Si, dans les transactions corruptives qui concernent l’univers douanier ou la circulation routière, les agents « prennent en otage » le temps des usagers, dans la passation des marchés c’est l’information qui est objet de transaction et de manipulation, ainsi que les règles en vigueur, qui se trouvent vidées de leur substance. Nous avons souvent affaire, on le verra, à une corruption qui garde une certaine apparence de légalité.
Nous sommes plutôt en présence de négociations entre égaux (et, parfois, en situation de supériorité sociale et économique pour les acteurs du secteur privé) : beaucoup d’entrepreneurs nous ont dit qu’ils négociaient âprement le montant de la commission, quitte à renoncer au travail s’ils estimaient le prix à payer trop élevé.
L’exercice du marchandage (waxaale en wolof) n’exclut pas, d’ailleurs, des relations caractérisées par une forte « surpersonnalisation » : tout décideur a «son» entrepreneur, qui peut compter à son tour sur un «copain» fidèle au sein des commissions de dépouillement, et passe régulièrement saluer le maire pour voir s’il a un marché à lui proposer.
Car la longue fréquentation entre partenaires publics et privés crée des liens et des obligations réciproques. « Ceux qui puisent ensemble s’emmêlent les cordes » (« ñuuy rootaando ñoy laxaso goj»), dit un adage wolof.
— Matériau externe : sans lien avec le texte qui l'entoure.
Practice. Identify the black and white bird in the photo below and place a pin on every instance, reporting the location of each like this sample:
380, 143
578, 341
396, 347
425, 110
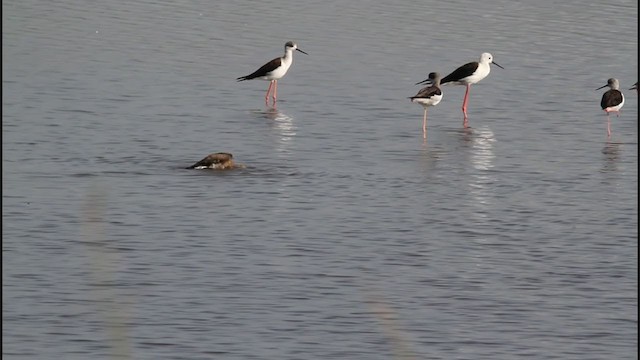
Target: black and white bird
215, 161
274, 70
612, 100
469, 74
428, 96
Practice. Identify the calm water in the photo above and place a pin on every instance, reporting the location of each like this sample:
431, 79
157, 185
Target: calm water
346, 237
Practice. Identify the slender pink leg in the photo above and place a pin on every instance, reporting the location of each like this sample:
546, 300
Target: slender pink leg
275, 91
465, 123
266, 98
424, 124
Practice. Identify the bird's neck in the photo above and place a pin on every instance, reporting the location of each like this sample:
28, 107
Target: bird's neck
288, 56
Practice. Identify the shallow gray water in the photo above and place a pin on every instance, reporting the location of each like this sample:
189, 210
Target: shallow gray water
346, 236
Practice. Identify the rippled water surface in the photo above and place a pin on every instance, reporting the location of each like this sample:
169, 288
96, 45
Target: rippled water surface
347, 236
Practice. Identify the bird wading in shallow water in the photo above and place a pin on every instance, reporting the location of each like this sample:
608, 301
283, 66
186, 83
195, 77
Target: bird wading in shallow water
467, 75
428, 96
612, 100
274, 70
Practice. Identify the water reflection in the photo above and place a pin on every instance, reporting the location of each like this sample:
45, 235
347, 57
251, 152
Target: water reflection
611, 152
284, 127
482, 159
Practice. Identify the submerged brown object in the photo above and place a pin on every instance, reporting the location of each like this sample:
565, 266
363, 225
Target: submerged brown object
216, 161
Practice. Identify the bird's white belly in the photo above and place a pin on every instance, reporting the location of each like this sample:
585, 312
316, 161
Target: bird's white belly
432, 101
278, 73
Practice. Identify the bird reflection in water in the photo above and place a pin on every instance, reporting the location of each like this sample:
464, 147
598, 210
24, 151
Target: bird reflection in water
611, 152
284, 127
Ce système complexe de connivences explique du reste pourquoi, en l’absence de victimes (hormis les entreprises exclues du jeu, mais qui hésitent à dénoncer les irrégularités dans l’espoir d’être retenues à leur tour), les marchés publics demeurent le secteur pour lequel il est le plus difficile de produire des preuves de corruption.
De ce fait, il s’agit également d’un domaine régi par des normes de fonctionnement et une éthique qui lui sont propres. Celui qui se voit attribuer un marché et qui « oublie » au moment du paiement ceux qui l’ont retenu ne bénéficiera pas d’aides une deuxième fois. Enfin, l’étude des mécanismes concrets de la passation des marchés publics au Sénégal dévoile un véritable continuum entre petite et grande corruption.
Des grands marchés d’infrastructures routières aux petits marchés de fourniture pour les collectivités locales en passant par la construction de bâtiments administratifs, les pratiques corruptives sont devenues la norme ; elles sont érigées en système, en ce sens que ce dernier ne peut plus fonctionner sans elles.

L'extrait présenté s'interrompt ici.